Last summer, the Conservatives cancelled two programs, PromArt and Trade Routes, which contributed about $12 million per year to help Canadian performers reach international audiences.
At the time, a senior government official said the programs were being axed because some grant recipients included "a general radical," "a left-wing and anti-globalization think-tank," and a rock band that uses an expletive as part of its name.
On Monday, though, representatives of mainstream arts organizations argued at the House of Commons Standing Committee on Canadian Heritage in favour of restoring the programs on economic and cultural grounds.
"The impact of these cuts means cancelled tours, stalled contract negotiations, lost work weeks for artists, and the ultimate disappearance of Canadian art from the world stage," said Shannon Litzenberger, executive director of the Canadian Dance Assembly, representing about 500 professional dance troupes.

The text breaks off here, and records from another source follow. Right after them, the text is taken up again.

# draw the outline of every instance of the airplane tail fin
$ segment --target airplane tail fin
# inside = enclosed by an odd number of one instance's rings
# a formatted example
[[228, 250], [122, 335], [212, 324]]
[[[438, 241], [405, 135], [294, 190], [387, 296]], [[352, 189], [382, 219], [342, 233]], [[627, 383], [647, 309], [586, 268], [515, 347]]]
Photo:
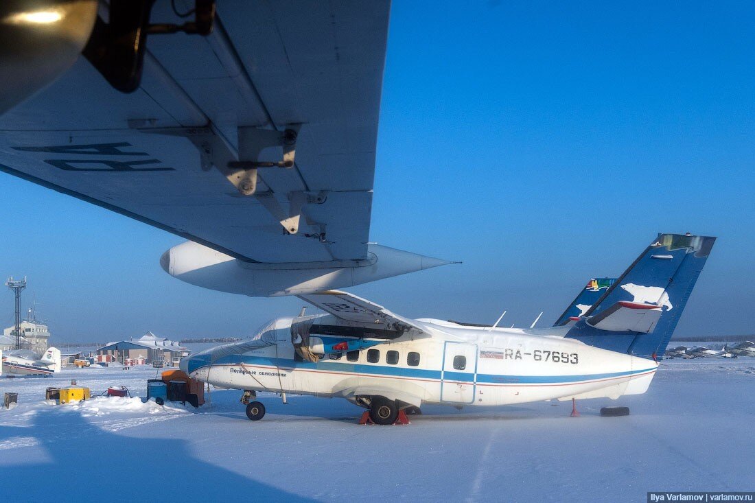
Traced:
[[714, 237], [658, 234], [566, 334], [620, 353], [661, 358]]
[[580, 291], [576, 298], [572, 301], [566, 310], [556, 320], [553, 326], [566, 325], [570, 321], [575, 321], [575, 318], [582, 316], [588, 309], [595, 305], [598, 299], [615, 281], [615, 278], [592, 278], [587, 282], [587, 285]]
[[51, 366], [53, 372], [60, 372], [60, 350], [57, 347], [48, 347], [39, 361]]

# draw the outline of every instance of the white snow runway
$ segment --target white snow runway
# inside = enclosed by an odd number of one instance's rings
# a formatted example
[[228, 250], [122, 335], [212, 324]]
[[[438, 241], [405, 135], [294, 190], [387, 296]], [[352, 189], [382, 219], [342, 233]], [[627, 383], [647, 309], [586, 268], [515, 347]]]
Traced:
[[[578, 403], [424, 408], [408, 426], [360, 426], [342, 400], [240, 392], [190, 406], [95, 399], [44, 402], [72, 378], [93, 395], [144, 396], [152, 368], [0, 378], [19, 405], [0, 411], [5, 501], [644, 501], [648, 491], [752, 491], [755, 360], [671, 360], [645, 395]], [[627, 405], [631, 415], [601, 418]], [[239, 499], [242, 498], [242, 499]], [[233, 501], [233, 500], [232, 500]]]

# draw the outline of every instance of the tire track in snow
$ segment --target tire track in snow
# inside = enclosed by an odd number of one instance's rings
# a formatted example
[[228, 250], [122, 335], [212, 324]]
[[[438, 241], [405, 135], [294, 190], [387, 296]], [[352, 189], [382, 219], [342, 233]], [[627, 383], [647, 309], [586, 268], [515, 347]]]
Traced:
[[477, 468], [477, 473], [475, 474], [474, 480], [472, 482], [470, 495], [465, 500], [467, 503], [474, 503], [474, 501], [479, 501], [478, 496], [479, 495], [480, 489], [482, 488], [482, 480], [485, 478], [485, 471], [487, 471], [488, 458], [490, 457], [491, 447], [493, 445], [494, 439], [497, 437], [499, 427], [496, 426], [490, 431], [488, 442], [485, 446], [485, 450], [482, 451], [482, 455], [479, 459], [479, 466]]

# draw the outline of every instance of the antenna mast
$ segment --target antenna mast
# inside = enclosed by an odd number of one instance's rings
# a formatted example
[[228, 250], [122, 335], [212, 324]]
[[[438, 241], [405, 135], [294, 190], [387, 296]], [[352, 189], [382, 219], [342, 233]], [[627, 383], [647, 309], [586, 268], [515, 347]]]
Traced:
[[20, 313], [19, 306], [21, 301], [21, 290], [26, 288], [26, 276], [23, 279], [14, 279], [10, 276], [5, 282], [5, 285], [13, 290], [16, 294], [16, 349], [21, 348], [21, 328], [20, 328]]

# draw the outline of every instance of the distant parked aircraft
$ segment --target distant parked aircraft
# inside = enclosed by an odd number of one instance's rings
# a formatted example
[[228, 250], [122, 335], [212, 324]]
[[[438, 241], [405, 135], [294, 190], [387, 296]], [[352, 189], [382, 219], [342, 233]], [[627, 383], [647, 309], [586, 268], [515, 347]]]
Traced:
[[671, 358], [692, 358], [692, 355], [687, 353], [686, 346], [676, 346], [673, 349], [666, 350], [666, 353], [663, 356], [664, 360], [670, 360]]
[[49, 375], [60, 372], [60, 351], [50, 347], [37, 359], [29, 350], [12, 350], [2, 353], [2, 373], [6, 375]]
[[702, 346], [687, 350], [687, 353], [695, 358], [736, 358], [735, 355], [726, 350], [716, 351]]
[[755, 343], [750, 341], [740, 342], [734, 347], [724, 346], [723, 349], [738, 356], [755, 356]]

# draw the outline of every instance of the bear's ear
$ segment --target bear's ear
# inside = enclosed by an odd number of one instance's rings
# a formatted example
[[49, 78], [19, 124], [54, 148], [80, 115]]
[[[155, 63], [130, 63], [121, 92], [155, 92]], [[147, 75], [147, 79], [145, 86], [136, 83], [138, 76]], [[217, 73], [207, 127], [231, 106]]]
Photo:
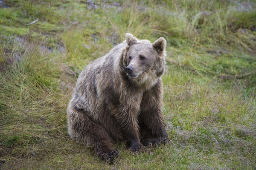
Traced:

While the Conservatives did end those two programs, overall spending on arts and culture programs has increased compared to that of the previous Liberal government. Several Conservative MPs at the committee seemed frustrated that the artists complaining about the cuts to the export support programs did not acknowledge the government's overall support for the arts.
"I support (artists)," Manitoba MP Shelly Glover said after the meeting. "Our government supports them. The prime minister supports them. Regardless of what you think, our government has shown more commitment to the arts than any government before, and we are going to continue to do that."
However, the artists said federal spending largely supported domestic production and distribution of Canadian cultural products and no longer supported exports of Canadian work.